Exit planning can feel overwhelming, even for the most prepared business owner. The company is a large part of your identity and your legacy, which can make the transition to retirement or a new adventure a challenging proposition. For many, that makes exit planning a difficult process to begin. However, a well-planned exit strategy is essential for a smooth transition to new ownership, for ensuring your future financial goals are met, and for sustaining your business and your legacy.
The purpose of an exit plan is three-fold:
- Achieve your goals and objectives as the seller.
- Prepare your business for transition. Resolving issues in advance decreases risk for the buyer, which increases the value of the company.
- Prepare for unexpected changes in business climate and or ownership. An exit plan can provide a smooth transfer, which can mitigate an unanticipated loss of a business owner, key employee or customer.
First, evaluate you. Your first step in starting to create an exit plan is to begin a process to determine your goals and objectives. Beyond maximizing sale price and preparing the business for sale, imagine what you want your life to be like after you choose to leave your business. Leave on your terms. A strong exit strategy starts with a complete understanding of the financial state and structure of the business and the owner, as well as minimizing the tax implications from a sale. You and your advisors will work through a process to determine how much money you want to set aside so you can continue living the lifestyle you choose, keeping in mind that none of us know how long our lifespans will be. It can be hard to imagine how you will spend your time when your days are not filled running your business, but taking the time to imagine that life allows you to plan for and fund the life you want to live.
Next, evaluate your business. You’ll need to fully evaluate your company’s activity, structure, assets, business drivers, ongoing operating activities, market position and personnel. A business valuation gives you an understanding of the base point, including the company’s relationship to the industry, customers and employees. Understanding your company’s value drivers and cost matrix gives you the strategic tools to forecast and modify future operating expectations. Your most trusted advisors provide expertise in examining various areas of your business and identifying the company’s key requirements for growth. Include your accountant, valuator, attorney, insurance agent and your investment advisor. With your advisors, determine whether or not the company’s value will meet the needs and goals you have identified.

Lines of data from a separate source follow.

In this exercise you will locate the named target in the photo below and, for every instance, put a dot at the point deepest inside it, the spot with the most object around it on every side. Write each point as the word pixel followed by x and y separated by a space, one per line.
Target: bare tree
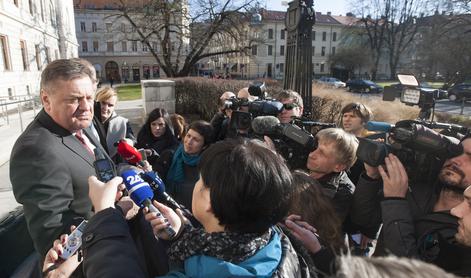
pixel 372 15
pixel 179 36
pixel 401 29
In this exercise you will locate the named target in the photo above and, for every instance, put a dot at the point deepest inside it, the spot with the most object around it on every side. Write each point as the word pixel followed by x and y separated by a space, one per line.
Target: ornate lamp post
pixel 298 71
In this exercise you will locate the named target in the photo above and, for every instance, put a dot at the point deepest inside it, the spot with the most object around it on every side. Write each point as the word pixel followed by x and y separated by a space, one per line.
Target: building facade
pixel 32 34
pixel 112 45
pixel 267 59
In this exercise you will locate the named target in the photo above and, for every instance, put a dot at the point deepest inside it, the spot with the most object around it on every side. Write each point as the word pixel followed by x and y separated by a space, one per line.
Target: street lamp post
pixel 298 70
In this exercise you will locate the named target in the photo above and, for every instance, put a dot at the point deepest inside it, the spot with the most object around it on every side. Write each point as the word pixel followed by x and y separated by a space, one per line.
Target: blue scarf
pixel 176 174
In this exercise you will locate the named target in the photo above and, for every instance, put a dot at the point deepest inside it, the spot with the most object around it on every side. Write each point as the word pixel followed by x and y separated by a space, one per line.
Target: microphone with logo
pixel 158 186
pixel 141 193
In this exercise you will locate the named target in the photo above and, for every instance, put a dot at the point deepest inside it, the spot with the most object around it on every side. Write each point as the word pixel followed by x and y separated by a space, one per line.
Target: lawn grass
pixel 129 92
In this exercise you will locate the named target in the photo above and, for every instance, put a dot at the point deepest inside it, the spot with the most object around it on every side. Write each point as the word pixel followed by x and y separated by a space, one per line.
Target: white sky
pixel 337 7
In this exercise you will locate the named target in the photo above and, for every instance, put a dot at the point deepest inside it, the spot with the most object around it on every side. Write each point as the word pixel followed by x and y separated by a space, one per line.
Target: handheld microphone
pixel 141 194
pixel 129 153
pixel 379 126
pixel 158 185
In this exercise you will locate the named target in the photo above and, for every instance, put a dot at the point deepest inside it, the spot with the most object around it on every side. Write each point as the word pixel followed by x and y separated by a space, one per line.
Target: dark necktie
pixel 79 136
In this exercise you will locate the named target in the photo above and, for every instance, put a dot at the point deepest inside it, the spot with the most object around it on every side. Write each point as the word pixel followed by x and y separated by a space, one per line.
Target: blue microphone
pixel 141 193
pixel 379 126
pixel 158 186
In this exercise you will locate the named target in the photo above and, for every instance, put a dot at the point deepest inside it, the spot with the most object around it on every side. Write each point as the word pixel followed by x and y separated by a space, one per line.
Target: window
pixel 38 56
pixel 31 7
pixel 109 46
pixel 254 50
pixel 24 55
pixel 6 65
pixel 84 46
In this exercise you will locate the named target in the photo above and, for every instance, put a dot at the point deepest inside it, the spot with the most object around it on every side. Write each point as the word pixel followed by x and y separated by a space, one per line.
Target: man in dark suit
pixel 49 165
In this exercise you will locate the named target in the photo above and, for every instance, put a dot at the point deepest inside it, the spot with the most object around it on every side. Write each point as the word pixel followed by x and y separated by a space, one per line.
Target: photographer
pixel 336 153
pixel 220 120
pixel 416 217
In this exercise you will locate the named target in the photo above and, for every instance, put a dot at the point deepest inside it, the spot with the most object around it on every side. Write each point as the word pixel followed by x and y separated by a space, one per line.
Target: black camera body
pixel 421 149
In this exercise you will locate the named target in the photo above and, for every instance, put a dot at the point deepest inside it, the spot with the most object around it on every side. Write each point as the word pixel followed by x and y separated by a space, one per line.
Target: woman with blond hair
pixel 110 127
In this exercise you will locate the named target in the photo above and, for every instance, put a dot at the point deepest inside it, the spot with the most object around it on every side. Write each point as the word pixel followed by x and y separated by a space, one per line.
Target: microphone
pixel 141 194
pixel 379 126
pixel 270 125
pixel 129 153
pixel 158 185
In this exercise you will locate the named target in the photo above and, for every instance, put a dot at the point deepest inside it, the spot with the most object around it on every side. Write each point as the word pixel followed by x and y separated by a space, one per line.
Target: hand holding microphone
pixel 141 193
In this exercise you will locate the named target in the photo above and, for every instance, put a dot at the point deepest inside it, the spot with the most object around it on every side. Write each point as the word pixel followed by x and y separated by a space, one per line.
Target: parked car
pixel 363 86
pixel 424 86
pixel 459 91
pixel 331 81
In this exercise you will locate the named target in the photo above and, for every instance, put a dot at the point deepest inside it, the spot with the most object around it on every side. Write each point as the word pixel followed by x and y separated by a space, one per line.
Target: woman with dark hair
pixel 316 209
pixel 156 137
pixel 183 172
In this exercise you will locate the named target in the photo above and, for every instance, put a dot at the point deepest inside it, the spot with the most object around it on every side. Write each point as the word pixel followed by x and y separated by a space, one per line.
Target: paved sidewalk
pixel 9 133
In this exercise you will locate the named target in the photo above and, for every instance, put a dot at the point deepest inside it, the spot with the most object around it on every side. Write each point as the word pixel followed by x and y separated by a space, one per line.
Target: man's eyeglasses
pixel 290 106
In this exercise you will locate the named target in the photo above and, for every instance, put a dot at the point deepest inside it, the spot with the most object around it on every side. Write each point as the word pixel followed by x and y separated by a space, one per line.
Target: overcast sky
pixel 337 7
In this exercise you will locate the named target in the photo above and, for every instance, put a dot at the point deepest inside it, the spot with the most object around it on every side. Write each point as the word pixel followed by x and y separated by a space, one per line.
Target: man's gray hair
pixel 65 69
pixel 346 144
pixel 387 267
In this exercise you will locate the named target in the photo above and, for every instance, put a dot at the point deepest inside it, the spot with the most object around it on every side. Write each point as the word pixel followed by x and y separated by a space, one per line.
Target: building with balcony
pixel 112 45
pixel 32 34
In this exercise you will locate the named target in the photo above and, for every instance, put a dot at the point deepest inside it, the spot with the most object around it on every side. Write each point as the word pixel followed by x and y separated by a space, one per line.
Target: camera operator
pixel 292 106
pixel 220 121
pixel 416 217
pixel 336 153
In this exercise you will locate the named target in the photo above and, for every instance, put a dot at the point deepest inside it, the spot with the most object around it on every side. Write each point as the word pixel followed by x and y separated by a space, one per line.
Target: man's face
pixel 352 123
pixel 289 111
pixel 463 212
pixel 70 103
pixel 322 161
pixel 456 171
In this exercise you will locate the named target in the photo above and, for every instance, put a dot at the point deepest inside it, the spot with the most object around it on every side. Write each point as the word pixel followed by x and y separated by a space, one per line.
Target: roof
pixel 281 15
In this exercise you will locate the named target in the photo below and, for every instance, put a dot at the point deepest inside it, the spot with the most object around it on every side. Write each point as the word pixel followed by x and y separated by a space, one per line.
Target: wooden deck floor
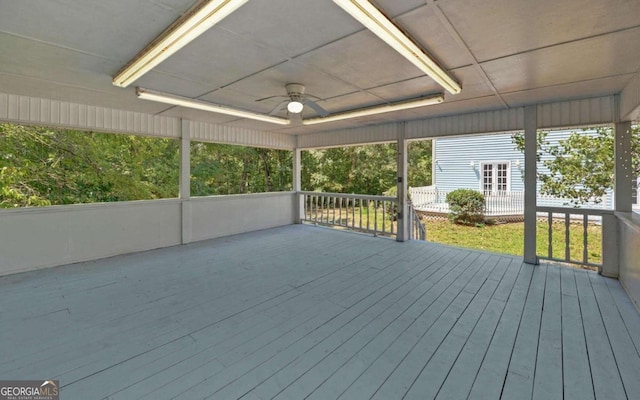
pixel 302 312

The next step of the exit planning process is to mold the business to the optimal position for sale or transfer by mitigating or correcting any issues identified during the valuation process that might lower the value of the business. Imagine yourself as a potential buyer. What risks do you see? Which parts of the company attract you and which would make you turn away? With your advisors, create a plan to maximize the value of the business and to mitigate risk prior to exit timing.
This plan might include:
- Securing vendor and customer contracts
- Training and preparing potential future business owners, key managers and employees
- Obtaining noncompete, nonsolicitation agreements with employees
- Communicating with key employees in a transparent manner to ensure they stay with the company throughout the process
- Compensating key employees in a way that keeps them interested and invested in the company through the transaction date and beyond
- Managing pending litigation and contention obligations
- Correcting flaws in operating activities that could affect margins or profitability
- An understanding of the competitive environment and managing risks
- Solidifying reporting practices to satisfy future due diligence requirements
Next time you are out walking the dog and are inspired with a new product idea, take it one step further. How will that new idea impact my exit plan? Would it make the company more valuable to a potential buyer? A solid exit strategy and plan with the help of your trusted advisors gives you peace of mind. You have confidence that your beneficiaries are prepared in the event of a tragedy, that you are optimizing your position, and that you are on the right path to achieving your goals for your company, your future and your legacy.